杜若从镜中看着他不急不躁试着其他首饰,不解他对任何事物都有涉猎,自己平日里只绾些简单的髻,而楚昭衡反而喜欢极费工夫的盘发……
小窗前浮尘乱舞,她看看外面日头,艳阳高照。
“你不累?”
“何出此言?你既嫁给我,学些手艺自是应该的。况且你这般貌美,好好梳妆自己瞧了不也更畅意?”楚昭衡逐个比量耳饰,杜若认为有道理,可自己懒得宁愿多睡半个时辰。
“我要当皇后。”
杜若端正身子看镜中的自己,楚昭衡头也未抬继续着手上的动作,“这是自然,我曾以为你对此不感兴趣。”
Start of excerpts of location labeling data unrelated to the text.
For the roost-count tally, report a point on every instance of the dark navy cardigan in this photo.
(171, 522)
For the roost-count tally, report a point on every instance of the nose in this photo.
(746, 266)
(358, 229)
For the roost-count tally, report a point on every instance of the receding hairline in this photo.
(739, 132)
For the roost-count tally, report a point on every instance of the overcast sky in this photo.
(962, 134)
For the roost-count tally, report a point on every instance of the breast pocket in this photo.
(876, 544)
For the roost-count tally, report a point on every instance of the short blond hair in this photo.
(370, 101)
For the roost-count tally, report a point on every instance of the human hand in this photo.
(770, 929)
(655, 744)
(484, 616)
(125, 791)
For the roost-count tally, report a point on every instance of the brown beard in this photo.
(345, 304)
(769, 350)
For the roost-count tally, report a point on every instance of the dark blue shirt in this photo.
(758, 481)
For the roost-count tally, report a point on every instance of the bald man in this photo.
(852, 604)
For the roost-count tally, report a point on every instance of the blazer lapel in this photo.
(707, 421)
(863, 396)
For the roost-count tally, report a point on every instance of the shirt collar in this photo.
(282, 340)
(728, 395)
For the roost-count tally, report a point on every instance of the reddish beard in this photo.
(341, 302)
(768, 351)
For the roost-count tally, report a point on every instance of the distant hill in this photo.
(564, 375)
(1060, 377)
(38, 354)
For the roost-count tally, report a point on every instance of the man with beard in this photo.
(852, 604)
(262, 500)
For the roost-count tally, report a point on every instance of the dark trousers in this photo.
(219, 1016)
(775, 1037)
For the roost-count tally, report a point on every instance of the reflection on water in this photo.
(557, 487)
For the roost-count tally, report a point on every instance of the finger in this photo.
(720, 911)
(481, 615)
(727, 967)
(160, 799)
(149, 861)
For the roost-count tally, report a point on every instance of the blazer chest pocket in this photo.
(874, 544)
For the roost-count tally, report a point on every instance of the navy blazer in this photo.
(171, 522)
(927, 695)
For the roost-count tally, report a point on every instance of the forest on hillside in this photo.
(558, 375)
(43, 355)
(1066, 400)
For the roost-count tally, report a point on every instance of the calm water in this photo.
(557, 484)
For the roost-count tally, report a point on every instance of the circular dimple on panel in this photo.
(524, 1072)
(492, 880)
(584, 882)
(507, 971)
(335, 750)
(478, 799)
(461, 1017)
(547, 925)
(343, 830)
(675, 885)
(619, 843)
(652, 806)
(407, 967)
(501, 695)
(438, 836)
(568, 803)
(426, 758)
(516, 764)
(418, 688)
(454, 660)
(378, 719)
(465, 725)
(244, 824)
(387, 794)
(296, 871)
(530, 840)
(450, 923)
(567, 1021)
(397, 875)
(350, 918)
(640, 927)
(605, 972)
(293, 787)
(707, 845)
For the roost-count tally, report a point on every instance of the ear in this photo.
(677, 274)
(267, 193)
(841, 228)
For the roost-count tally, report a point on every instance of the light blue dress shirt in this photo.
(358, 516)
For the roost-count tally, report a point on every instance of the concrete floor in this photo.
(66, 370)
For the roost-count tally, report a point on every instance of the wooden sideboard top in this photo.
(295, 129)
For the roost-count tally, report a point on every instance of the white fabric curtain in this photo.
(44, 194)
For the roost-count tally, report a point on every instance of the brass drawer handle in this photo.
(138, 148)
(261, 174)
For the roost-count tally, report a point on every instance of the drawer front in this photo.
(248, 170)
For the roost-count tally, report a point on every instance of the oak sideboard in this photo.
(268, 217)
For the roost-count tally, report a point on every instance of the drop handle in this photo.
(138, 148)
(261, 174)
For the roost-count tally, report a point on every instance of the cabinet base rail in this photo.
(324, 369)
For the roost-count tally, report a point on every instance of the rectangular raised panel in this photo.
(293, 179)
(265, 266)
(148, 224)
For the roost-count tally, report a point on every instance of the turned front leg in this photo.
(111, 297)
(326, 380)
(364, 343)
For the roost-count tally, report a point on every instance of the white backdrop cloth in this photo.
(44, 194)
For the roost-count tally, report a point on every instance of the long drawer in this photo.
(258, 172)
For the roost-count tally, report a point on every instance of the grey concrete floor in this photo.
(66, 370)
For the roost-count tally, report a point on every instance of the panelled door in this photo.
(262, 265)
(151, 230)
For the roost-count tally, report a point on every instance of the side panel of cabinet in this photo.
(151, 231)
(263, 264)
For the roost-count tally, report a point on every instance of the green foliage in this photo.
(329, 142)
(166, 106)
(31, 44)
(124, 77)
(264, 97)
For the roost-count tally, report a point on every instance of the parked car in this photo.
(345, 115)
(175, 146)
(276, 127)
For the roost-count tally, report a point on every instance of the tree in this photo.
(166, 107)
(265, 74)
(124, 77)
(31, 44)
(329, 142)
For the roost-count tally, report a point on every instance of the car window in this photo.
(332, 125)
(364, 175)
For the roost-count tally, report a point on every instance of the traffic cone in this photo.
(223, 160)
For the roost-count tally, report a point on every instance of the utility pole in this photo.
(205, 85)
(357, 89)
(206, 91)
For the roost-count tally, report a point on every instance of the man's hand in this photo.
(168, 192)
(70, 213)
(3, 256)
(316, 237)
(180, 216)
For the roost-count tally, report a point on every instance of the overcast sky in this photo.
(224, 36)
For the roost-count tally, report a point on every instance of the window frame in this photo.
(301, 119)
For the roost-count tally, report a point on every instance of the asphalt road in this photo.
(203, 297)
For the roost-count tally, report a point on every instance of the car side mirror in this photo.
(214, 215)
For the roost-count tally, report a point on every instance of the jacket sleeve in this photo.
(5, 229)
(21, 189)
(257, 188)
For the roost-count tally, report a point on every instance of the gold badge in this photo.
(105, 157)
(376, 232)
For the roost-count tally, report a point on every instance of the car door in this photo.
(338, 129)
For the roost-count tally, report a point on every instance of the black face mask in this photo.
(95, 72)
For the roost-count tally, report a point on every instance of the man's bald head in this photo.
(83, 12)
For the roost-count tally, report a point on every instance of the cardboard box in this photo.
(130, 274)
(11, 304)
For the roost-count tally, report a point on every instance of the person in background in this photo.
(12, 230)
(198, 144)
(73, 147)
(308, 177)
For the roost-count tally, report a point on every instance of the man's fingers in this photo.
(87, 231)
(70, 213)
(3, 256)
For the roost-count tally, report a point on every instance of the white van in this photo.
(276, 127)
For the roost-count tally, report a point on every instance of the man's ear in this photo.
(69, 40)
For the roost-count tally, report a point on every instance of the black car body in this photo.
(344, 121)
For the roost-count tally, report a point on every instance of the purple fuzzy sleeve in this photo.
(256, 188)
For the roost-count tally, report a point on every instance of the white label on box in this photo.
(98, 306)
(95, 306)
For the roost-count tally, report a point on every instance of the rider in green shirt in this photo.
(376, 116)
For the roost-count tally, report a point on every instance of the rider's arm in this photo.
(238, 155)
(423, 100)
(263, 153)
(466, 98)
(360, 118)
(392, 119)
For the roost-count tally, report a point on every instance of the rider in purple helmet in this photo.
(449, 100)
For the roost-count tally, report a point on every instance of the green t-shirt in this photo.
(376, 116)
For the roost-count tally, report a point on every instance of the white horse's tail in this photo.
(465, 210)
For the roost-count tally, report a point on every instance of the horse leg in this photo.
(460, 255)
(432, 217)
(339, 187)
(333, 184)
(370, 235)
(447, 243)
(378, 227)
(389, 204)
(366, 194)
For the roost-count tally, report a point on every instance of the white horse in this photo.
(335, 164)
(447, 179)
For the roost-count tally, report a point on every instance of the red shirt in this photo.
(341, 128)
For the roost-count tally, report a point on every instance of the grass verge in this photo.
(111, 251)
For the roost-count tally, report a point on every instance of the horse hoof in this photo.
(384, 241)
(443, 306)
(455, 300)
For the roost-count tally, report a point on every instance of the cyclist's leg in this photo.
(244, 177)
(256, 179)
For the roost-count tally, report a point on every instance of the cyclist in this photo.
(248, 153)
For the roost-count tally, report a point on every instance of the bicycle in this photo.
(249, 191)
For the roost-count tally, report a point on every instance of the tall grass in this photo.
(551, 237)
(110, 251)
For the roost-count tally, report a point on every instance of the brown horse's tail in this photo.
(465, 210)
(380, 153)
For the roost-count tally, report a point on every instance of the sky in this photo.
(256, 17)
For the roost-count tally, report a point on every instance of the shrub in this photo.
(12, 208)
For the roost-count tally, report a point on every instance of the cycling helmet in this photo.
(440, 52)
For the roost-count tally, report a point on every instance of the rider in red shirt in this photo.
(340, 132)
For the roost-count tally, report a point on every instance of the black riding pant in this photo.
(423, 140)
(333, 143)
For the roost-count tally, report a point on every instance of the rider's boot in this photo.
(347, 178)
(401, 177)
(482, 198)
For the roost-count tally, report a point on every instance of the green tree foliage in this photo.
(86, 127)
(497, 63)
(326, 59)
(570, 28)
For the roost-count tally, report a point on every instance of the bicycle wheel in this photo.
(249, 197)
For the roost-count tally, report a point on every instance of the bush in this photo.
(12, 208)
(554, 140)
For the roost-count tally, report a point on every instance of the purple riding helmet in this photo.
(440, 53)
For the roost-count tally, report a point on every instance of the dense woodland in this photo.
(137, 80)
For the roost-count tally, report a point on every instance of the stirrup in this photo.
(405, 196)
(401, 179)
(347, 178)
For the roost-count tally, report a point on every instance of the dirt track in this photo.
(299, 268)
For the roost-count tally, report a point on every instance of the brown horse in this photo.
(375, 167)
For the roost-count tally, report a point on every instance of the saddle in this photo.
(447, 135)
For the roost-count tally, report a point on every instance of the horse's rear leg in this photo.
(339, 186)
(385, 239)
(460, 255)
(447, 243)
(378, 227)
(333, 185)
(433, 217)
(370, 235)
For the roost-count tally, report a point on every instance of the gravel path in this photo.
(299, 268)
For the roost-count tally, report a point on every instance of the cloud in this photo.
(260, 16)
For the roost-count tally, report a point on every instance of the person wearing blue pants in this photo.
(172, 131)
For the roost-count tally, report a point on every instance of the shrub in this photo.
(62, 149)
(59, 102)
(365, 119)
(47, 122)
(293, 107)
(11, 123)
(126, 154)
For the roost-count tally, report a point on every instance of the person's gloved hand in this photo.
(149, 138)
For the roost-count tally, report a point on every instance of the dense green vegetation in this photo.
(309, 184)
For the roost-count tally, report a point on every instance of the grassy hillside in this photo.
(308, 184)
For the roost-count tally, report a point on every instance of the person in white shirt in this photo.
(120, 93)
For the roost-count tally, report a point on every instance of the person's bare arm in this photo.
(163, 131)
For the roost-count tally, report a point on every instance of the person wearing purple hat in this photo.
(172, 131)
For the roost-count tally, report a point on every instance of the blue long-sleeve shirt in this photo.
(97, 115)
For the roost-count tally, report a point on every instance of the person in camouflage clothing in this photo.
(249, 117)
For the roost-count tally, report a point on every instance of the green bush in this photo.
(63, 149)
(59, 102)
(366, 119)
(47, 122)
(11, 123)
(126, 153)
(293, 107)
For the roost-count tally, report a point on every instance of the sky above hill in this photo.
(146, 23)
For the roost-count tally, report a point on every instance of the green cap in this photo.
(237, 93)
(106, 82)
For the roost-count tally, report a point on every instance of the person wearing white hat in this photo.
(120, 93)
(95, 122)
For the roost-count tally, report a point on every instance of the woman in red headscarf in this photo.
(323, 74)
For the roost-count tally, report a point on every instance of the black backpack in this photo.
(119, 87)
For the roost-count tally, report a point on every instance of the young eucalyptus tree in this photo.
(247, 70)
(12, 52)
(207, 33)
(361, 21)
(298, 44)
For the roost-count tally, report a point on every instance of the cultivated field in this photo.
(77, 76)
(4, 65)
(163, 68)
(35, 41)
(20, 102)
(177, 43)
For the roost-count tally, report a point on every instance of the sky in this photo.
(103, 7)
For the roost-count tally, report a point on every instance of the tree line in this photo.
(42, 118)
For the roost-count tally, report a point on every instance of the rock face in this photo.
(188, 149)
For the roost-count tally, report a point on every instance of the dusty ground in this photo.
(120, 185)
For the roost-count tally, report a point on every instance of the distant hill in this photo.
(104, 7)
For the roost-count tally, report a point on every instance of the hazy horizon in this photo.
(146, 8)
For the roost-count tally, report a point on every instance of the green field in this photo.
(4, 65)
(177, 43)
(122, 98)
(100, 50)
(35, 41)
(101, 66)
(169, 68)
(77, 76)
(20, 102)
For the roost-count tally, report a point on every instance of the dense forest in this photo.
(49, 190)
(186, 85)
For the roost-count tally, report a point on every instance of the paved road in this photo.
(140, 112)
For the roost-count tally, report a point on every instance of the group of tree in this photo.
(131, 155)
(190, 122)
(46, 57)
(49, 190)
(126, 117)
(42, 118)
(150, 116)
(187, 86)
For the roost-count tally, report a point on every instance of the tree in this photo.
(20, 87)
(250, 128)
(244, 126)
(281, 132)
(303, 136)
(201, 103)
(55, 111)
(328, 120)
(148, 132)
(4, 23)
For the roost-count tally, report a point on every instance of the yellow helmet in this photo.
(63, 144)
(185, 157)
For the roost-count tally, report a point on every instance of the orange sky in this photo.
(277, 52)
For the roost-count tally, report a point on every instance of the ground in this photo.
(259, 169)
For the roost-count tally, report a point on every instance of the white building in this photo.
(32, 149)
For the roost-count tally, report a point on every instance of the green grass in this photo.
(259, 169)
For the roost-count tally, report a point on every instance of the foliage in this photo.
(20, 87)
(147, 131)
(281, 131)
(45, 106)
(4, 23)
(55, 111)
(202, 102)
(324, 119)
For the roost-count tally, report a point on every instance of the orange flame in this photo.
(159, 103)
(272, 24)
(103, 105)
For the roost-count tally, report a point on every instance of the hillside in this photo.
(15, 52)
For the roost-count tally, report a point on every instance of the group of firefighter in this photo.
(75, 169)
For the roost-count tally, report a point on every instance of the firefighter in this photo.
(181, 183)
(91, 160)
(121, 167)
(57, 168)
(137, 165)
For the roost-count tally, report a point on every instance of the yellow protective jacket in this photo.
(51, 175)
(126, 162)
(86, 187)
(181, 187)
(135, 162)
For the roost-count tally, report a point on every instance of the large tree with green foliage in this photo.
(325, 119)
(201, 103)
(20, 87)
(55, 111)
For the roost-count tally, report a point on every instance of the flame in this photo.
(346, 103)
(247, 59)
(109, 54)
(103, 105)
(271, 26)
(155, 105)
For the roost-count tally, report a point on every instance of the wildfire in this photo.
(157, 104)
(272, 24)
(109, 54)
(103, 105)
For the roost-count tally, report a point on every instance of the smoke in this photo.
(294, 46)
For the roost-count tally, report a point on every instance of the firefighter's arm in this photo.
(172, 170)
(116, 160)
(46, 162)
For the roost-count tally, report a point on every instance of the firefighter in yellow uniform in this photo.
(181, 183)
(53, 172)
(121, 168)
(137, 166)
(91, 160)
理正青丝,楚昭衡抬头看镜中人,觉得她美丽、端庄、温柔、高贵。
杜若立刻严肃神色,使自己瞧着沉静、稳重、坚定、悲悯。
这是一国之后的模样吗?不禁生疑,在心目中柳皇后无论气度还是仪态皆是顶顶好,杜若自问佩服。
楚昭衡屈膝,下巴抵在杜若肩上一同照镜子:“你的野心被什么唤醒?不应是这沉重的饰品。”
“我是一个女子,哪怕背靠太师府仍然微不足道,若我是皇后,便很有些权力可使。我昨日见了些疾苦,深感天道不公,思量许久,自觉不该埋怨天道,不妨成为道。”
楚昭衡对镜浅笑,他们果然很般配。
“走吧,回文州。”
楚昭衡直起身子伸手,杜若把手搭在他掌心稳稳站起,被他扶着走的那两步竟真生出中宫之主的威严错觉,可不过十步即垮下来:“我……歇息片刻。”
“好。”
扶她坐回去有序拆解盘发,绾好单髻用钗固住,挑一缕垂发轻嗅,依依不舍指间的柔顺。
“你……不觉可惜?辛苦造就又拆了重新绾,何况原来的那样完美。”杜若其实喜欢他的杰作,本想着自己稍作调整能撑起这副头面,他竟毫不犹豫拆了?对辛劳的成果如此看淡?换谁足足耗下半个时辰才做好的妆发也要心疼犹豫吧?他连眼皮都未抬,真是个狠人……动了动唇没有说出后半句。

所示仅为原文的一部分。